Der letzte Patient, der in Uganda Ebola erhielt, verließ das Krankenhaus. Damit verließ das Land keine aktiven bestätigten Fälle der tödlichen Krankheit. Eine 42-tägige Countdown begann nun, bevor Uganda offiziell als Ebola-frei erklärt werden konnte, sofern keine neuen Infektionen auftraten.
Der erste Fall des Virus der Art Bundibugyo wurde im Mai bestätigt. Der Patient reiste für eine medizinische Behandlung aus der Demokratischen Republik Kongo, dem Epizentrum des Ausbruchs. Uganda verzeichnete insgesamt 20 bestätigte Fälle, hauptsächlich unter Besuchern aus der DR Kongo, sowie zwei Todesfälle. Laut Regierungsdaten verzeichnete die DR Kongo über 2.000 bestätigte Infektionen und 796 Todesfälle.
Der Gesundheitsminister Dr. Chris Baryomunsi beschrieb den Vorgang als „einen Moment der Freude“. Er betonte, dass frühzeitige Erkennung, eine zügige Behandlung und ein starkes Gesundheitssystem Ebola besiegen konnten. Dennoch forderte das Gesundheitsministerium die Bevölkerung zur Wachsamkeit auf. Es mahnte zur sofortigen medizinischen Hilfe bei Symptomen wie Fieber, Erbrechen, Durchfall oder unerklärlichen Blutungen.
Uganda besaß bereits etablierte Protokolle zur Bewältigung des Virus, darunter die Isolierung verdächtiger Fälle und die Kontaktverfolgung sowie gezielte gesundheitspolitische Botschaften. Gleichzeitig kämpften die Behörden in der Demokratischen Republik Kongo weiterhin darum, die Verbreitung des Virus unter Kontrolle zu bringen.

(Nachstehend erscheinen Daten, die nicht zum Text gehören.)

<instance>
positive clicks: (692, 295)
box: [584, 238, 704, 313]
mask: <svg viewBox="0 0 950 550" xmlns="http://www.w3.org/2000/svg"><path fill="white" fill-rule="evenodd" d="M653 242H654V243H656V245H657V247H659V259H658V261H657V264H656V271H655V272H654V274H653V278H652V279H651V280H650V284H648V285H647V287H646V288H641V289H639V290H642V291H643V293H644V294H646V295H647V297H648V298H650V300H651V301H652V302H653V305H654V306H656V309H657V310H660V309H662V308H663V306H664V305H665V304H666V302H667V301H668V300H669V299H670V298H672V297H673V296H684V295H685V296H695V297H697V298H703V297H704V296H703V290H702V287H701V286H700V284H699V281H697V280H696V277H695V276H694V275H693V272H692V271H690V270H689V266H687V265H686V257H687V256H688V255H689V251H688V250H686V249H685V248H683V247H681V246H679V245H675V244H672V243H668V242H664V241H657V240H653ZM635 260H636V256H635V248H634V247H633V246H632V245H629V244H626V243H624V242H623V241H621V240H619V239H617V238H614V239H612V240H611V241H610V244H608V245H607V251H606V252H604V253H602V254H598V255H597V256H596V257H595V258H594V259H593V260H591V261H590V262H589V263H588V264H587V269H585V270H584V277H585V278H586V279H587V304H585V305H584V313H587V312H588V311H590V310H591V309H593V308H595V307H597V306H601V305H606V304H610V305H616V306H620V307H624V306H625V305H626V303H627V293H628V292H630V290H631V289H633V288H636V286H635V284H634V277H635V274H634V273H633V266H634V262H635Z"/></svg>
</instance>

Ein Weltgesundheitsorganisation (WHO)-Beamter äußerte sich zuvor, dass die tatsächliche Zahl der Infektionen viermal größer sein konnte, als sie gemeldet wurde. In Reaktion auf die aktuelle Lage verkündete die Vereinigten Staaten neue Regeln für Bürger, die aus der DR Kongo zurückkehren wollten: Sie mussten 21 Tage in einem Drittland verbringen, bevor sie in Amerika einreisen durften. Diese neue Regelung beeinflusste auch die Rekrutierung von medizinischem Personal, das in Ebola-betroffenen Gebieten arbeiten wollte.
Ebola entstand durch ein Virus, das das Immunsystem und Organe des Körpers angriff. Es infizierte normalerweise Tiere, typischerweise Fruchtfalter, doch Ausbrüche bei Menschen begannen manchmal, wenn Personen mit infizierten Tieren in Kontakt kamen. Die Übertragung erfolgte über Körperflüssigkeiten wie Blut.